From a headline standpoint, it’s difficult to see why the stock would have fallen. Adjusted EPS beat Street expectations; revenue missed narrowly. (Growth was 0.3 points lower than the average analyst estimate.) 2019 guidance appears to have been in-line with analyst expectations.
It’s possible investors were looking for a “beat and raise” report — and sold CRCM when it didn’t arrive. Again, the stock was at a five-year high before dipping modestly before earnings.
That said, guidance doesn’t seem particularly impressive. At the midpoint, Care.com is expecting 14% revenue growth next year. Adjusted EBITDA, however, should rise just 5.6%. Non-GAAP EPS guidance of 73 cents to 78 cents suggests a possible decline against 2018’s 77-cent print.
An argument existed on Thursday that the run in Care.com stock had gone a little too far. The stock traded at a high-20’s multiple to 2019 EPS guidance. Yet earnings growth was guided to be relatively light. It’s certainly possible that CRCM stock would have sold off even had the article not been published.
Is CRCM Cheap Enough?
Back below $20, three key issues should keep investors on the sidelines. The first is that the article may affect business going forward.
To be fair, the WSJ wasn’t the first to point out the potential dangers inherent in the platform. A case in Illinois, in which a Care.com babysitter pled guilty to murder of an infant, made national headlines in 2016, as have several others. A short seller raised similar issues, and others, last year. And Care.com, as it told the Journal, isn’t necessarily responsible for the behavior of everyone on its platform. Criminals and scammers use all sorts of platforms, from Google to Facebook (NASDAQ:FB) to Craigslist.

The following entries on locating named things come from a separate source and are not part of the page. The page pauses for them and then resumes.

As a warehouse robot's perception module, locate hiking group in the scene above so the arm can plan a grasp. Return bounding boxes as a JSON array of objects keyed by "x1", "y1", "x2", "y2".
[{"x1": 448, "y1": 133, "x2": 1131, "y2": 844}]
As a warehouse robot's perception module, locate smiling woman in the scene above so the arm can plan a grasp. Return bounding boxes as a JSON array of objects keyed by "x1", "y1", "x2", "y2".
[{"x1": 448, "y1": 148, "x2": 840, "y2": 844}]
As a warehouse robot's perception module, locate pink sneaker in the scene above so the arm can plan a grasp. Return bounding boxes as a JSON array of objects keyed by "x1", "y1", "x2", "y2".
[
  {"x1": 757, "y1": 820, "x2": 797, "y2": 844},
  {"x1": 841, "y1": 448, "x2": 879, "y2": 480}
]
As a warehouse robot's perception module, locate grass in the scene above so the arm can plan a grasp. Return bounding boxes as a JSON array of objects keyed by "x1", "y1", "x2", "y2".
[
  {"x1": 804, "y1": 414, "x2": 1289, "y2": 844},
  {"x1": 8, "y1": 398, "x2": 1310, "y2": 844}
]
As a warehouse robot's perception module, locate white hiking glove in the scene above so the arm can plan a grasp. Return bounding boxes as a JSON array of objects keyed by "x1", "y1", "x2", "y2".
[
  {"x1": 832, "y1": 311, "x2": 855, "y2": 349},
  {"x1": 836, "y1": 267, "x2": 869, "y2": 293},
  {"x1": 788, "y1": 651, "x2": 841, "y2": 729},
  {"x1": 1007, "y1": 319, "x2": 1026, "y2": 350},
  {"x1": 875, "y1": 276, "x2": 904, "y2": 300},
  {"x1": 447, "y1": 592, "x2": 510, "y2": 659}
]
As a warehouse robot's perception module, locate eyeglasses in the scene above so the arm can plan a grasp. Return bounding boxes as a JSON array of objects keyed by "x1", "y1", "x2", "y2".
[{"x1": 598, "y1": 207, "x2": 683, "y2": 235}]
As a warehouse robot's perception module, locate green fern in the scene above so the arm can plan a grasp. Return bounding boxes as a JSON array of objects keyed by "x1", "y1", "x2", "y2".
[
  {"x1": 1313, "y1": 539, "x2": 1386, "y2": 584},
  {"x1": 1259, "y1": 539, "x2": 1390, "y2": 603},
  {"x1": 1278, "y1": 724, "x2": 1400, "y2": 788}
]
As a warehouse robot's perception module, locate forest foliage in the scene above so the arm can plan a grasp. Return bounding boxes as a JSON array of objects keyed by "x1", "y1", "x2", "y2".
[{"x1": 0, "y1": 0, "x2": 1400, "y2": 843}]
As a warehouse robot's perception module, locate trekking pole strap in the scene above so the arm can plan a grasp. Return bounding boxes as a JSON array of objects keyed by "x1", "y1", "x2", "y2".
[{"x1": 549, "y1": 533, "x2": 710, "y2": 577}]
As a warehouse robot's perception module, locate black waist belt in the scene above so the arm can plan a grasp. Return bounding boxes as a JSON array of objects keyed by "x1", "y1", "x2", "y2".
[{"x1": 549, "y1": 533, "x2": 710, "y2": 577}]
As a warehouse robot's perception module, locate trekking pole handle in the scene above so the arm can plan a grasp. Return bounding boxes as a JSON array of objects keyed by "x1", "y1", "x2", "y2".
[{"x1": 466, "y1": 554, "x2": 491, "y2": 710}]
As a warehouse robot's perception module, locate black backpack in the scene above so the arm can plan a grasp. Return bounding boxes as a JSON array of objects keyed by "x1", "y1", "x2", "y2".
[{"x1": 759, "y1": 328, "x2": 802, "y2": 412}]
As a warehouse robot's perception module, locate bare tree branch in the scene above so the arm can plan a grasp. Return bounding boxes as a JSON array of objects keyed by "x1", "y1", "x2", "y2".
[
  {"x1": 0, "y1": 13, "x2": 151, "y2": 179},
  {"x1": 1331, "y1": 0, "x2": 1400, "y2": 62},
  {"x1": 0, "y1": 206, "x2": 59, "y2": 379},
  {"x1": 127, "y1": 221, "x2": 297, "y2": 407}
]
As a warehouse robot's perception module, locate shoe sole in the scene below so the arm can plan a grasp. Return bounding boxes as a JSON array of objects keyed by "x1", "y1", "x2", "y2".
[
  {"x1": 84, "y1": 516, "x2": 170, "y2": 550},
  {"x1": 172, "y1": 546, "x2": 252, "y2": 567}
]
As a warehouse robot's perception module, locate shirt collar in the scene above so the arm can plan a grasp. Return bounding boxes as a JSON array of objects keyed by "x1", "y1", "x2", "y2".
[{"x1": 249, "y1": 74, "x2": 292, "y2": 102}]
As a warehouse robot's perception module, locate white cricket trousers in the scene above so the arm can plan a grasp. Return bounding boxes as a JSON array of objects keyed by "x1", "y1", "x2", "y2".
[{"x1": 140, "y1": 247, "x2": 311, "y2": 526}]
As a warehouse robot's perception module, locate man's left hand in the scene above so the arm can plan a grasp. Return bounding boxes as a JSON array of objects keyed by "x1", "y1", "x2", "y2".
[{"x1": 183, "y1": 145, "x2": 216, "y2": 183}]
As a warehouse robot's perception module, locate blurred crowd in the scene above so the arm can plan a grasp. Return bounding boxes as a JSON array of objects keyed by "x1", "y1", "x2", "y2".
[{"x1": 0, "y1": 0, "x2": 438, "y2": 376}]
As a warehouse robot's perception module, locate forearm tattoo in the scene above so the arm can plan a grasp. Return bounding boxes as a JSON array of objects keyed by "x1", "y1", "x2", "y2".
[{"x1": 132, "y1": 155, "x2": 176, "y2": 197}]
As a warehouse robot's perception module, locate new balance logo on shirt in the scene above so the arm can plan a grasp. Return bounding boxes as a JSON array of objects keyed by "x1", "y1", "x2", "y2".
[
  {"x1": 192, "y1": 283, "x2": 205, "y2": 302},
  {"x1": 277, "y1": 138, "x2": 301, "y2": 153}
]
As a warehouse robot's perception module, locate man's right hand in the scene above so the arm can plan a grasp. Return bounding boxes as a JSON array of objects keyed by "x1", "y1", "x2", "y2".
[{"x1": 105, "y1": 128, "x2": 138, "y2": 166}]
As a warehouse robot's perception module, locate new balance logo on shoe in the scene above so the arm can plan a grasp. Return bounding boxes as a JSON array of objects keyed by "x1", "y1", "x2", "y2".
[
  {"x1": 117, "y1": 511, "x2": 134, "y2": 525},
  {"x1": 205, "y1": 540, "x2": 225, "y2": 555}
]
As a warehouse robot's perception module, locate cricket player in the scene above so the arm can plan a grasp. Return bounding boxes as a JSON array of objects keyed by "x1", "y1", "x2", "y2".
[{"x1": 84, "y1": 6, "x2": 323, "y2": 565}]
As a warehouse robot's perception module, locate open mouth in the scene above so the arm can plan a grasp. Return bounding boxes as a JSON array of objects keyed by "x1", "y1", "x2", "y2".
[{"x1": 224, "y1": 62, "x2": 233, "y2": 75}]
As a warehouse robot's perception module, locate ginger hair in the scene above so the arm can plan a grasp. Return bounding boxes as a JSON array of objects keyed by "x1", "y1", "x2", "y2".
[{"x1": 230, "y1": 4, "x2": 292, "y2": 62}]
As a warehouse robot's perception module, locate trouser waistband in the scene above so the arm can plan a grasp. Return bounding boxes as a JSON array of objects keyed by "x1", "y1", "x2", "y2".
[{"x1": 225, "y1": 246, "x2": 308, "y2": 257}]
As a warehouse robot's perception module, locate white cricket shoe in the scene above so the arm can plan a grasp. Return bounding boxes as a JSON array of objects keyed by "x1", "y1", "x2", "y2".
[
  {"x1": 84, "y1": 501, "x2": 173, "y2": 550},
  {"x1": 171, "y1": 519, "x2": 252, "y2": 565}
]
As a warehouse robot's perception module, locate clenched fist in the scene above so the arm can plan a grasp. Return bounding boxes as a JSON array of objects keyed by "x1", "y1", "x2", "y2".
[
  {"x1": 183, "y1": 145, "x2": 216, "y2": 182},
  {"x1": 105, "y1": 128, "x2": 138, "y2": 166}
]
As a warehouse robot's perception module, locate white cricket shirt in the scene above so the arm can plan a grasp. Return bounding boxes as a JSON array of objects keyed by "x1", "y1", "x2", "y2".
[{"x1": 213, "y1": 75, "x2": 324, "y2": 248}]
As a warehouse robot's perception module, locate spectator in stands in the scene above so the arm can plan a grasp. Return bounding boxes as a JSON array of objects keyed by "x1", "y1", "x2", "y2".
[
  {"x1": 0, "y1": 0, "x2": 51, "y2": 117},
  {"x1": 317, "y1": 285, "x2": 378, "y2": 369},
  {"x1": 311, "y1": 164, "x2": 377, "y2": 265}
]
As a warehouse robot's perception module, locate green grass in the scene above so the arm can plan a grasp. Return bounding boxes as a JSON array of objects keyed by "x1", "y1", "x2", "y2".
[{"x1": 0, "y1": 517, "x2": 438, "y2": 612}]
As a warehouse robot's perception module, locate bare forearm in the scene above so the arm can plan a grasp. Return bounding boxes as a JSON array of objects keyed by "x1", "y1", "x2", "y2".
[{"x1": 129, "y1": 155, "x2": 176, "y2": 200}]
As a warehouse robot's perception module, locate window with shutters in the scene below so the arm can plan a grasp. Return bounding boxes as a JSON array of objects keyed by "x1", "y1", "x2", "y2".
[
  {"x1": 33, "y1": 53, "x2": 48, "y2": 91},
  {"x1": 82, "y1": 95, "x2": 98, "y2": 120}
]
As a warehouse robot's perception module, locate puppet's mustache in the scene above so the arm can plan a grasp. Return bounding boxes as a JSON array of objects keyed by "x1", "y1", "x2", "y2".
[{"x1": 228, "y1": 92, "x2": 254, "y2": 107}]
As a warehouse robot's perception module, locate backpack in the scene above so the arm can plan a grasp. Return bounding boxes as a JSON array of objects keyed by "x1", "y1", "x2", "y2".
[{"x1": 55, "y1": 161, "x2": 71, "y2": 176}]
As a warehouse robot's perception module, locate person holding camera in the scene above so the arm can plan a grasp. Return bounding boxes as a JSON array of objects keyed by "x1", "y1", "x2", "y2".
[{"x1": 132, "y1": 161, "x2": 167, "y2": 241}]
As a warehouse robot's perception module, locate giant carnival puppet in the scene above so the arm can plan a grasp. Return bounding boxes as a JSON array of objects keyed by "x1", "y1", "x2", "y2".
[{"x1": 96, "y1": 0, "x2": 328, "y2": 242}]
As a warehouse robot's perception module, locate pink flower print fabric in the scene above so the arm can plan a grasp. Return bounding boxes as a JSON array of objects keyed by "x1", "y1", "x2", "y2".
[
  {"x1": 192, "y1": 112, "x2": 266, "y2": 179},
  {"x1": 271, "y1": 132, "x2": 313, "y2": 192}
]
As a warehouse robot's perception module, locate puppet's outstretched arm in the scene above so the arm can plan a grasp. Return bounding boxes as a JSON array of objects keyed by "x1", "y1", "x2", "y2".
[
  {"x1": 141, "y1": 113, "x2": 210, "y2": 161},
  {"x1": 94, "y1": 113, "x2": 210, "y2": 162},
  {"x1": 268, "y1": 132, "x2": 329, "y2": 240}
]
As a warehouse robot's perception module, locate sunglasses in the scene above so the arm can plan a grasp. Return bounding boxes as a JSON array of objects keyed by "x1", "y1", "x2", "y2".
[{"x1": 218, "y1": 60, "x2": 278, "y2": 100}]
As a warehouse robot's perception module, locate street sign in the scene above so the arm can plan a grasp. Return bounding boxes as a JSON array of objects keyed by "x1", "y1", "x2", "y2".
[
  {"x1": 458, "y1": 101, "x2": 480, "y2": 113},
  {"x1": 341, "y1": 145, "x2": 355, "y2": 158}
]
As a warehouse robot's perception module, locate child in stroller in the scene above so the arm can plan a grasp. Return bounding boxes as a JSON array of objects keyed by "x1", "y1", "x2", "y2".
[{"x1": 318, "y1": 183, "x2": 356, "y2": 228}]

Still, there’s a clear risk that the negative publicity will harm the Care.com brand. But we know for a fact that the article is likely to hit the company’s margins.
On Monday, the company disclosed changes to its policies in an 8-K filing. It won’t post caregivers until its “preliminary screening process” has been completed. It is “exploring solutions” for identity verification and better background checks. It’s removing some business listings (which total only drive 0.5% of sales), and creating a new board committee to focus on safety.
These moves are going to add complexity to the platform and cost to Care.com. Marcelo admitted as much when she told the Journal that “our mission has been to provide a more cost-effective alternative to nanny agencies”. The worry, given potential liability for bad actors (whether legally or simply in terms of another hit to the brand), is that Care.com may not be able to focus so purely on that mission.
On the Sidelines
The third problem here is that CRCM simply isn’t that cheap, even 20% and more below recent highs. On an earnings basis, CRCM stock looks closer to a value play. Backing out nearly $4 per share in cash, CRCM trades at 21x the midpoint of 2019 EPS guidance. EV/EBITDA looks a bit more aggressive, but still resasonable, at 16x.
The issue is that both metrics back out a huge amount of stock-based compensation. (Care.com also owes ‘paid in kind’ dividends to CapitalG for four more years.) Share-based compensation represented well over half of 2018 Adjusted EBITDA — and free cash flow. Add that back and CRCM looks much more expensive.
And given the headline risk and the lack of growth, it looks too expensive. Admittedly, the business isn’t doomed. Indeed, the new policies hopefully will improve safety on the site.
But that’s not necessarily a good thing for Care.com stock. In fact, it might be one more thing for investors to worry about.
As of this writing, Vince Martin has no positions in any securities mentioned.